Ça n’a pas duré par contre; passé le cap de la deuxième année, le postsecondaire (ou du moins les étudiant.e.s) a reçu des investissements. Règle générale, ce fut bien accueilli même si ça filait plus stratégie de marketing que politique publique. Mais bref, pour l’instant on en sait juste assez sur la situation des étudiant.e.s pour croire qu’elle s’est améliorée; réservons cependant notre jugement pour l’automne.
Déjà, il persiste un petit écart entre les montants coupés et ceux réinvestis en aide financière par un gouvernement qui fait de l’éducation une priorité. Mais quoi, 25 M$ à peine?
Et pour les institutions, la situation reste peu encourageante; mais comme les universités n’ont pas le droit de vote, aussi bien prendre leur mal en patience.
Au final, les étudiant.e.s ont accès à deux nouveaux programmes de réduction de la dette: le Programme de droits de scolarité gratuits (DSG), qui élimine les droits de scolarité pour les étudiants de familles au revenu de 60 000$ et moins (GNB); et le Programme d’allègement des droits de scolarité pour la classe moyenne (PADSCM), qui élimine une part variable du coût de la scolarité en fonction du revenu et de la taille de la famille (GNB).
Le DSG aura connu une première année relativement fructueuse en 2016-17, malgré quelques problèmes. Les données d’inscription à l’Université de Moncton, notamment dans les campus du Nord, laissent déjà supposer un impact positif sur les inscriptions (FÉÉCUM), bien qu’il serait hâtif de tirer des conclusions.

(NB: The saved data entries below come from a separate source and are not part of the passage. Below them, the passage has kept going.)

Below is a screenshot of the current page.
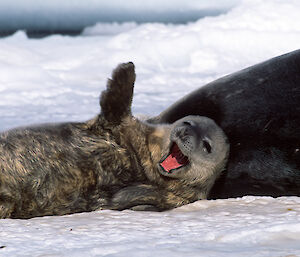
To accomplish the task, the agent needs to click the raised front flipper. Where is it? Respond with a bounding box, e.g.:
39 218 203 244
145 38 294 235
100 62 136 124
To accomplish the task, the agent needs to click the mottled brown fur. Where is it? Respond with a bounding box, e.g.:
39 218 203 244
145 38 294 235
0 62 229 219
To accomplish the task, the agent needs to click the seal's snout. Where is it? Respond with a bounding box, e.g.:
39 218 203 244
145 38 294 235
173 126 191 140
172 119 196 140
171 116 217 157
171 120 200 155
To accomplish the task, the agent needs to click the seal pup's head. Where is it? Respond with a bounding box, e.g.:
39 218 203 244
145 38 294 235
157 115 229 195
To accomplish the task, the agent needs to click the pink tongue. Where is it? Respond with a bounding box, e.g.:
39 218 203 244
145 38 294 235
160 144 189 173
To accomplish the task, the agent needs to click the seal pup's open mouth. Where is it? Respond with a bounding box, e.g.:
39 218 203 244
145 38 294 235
159 143 189 174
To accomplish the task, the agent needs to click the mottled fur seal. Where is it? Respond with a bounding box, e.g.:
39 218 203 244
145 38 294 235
149 49 300 198
0 62 229 219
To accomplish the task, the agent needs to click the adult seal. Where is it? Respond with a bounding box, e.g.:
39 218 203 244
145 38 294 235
149 49 300 199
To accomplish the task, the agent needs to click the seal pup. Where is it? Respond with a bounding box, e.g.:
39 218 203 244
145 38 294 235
0 62 229 218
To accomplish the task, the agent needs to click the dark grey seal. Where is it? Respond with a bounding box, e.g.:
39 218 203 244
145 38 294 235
149 49 300 198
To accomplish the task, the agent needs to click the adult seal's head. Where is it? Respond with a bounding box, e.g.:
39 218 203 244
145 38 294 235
158 115 229 188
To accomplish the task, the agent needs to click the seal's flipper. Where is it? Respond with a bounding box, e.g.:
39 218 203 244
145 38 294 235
100 62 136 124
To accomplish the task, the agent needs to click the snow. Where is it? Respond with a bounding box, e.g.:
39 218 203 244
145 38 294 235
1 197 300 256
0 0 300 256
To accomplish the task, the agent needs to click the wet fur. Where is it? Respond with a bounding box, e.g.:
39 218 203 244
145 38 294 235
0 63 228 219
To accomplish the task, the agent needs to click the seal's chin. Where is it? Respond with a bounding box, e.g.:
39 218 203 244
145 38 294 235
159 143 190 174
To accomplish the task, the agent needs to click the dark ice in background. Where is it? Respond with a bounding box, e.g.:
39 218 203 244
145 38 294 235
0 0 239 37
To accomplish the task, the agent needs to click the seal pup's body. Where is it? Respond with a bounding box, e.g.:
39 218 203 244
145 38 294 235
0 63 229 219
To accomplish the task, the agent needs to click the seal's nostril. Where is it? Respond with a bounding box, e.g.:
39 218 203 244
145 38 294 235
176 130 186 139
203 139 212 154
183 120 195 126
183 121 192 126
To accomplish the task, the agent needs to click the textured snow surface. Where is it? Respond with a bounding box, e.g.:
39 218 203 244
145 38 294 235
0 0 300 256
1 197 300 256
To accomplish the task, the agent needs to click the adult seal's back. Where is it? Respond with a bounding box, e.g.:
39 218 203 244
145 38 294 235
149 49 300 199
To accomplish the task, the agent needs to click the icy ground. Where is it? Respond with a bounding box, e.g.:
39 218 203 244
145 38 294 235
1 197 300 257
0 0 300 256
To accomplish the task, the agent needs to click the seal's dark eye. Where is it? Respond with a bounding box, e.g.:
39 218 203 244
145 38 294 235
203 139 212 153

Selon le Profil statistique 2016-2017 du Programme d’aide financière aux étudiants du N-B, 36% des demandeurs d’aide financière ont accédé au DSG l’année dernière, alors qu’on dénombre 5063 bénéficiaires sur 13 902 étudiant.e.s ayant reçu des prêts étudiants. Au total, ce sont 16,6 M$ qui ont été remis sur les 26,5 M$ réservés au programme (GNB). Puisque le DSG fonctionne en comblant l’écart entre les bourses reçues et le coût de la scolarité, on peut expliquer le montant moyen de 3290$ remis aux bénéficiaires, alors que le coût moyen de la scolarité était de 6563$ dans les unversités de la province (CESPM), et en aucun cas inférieur à 5716$.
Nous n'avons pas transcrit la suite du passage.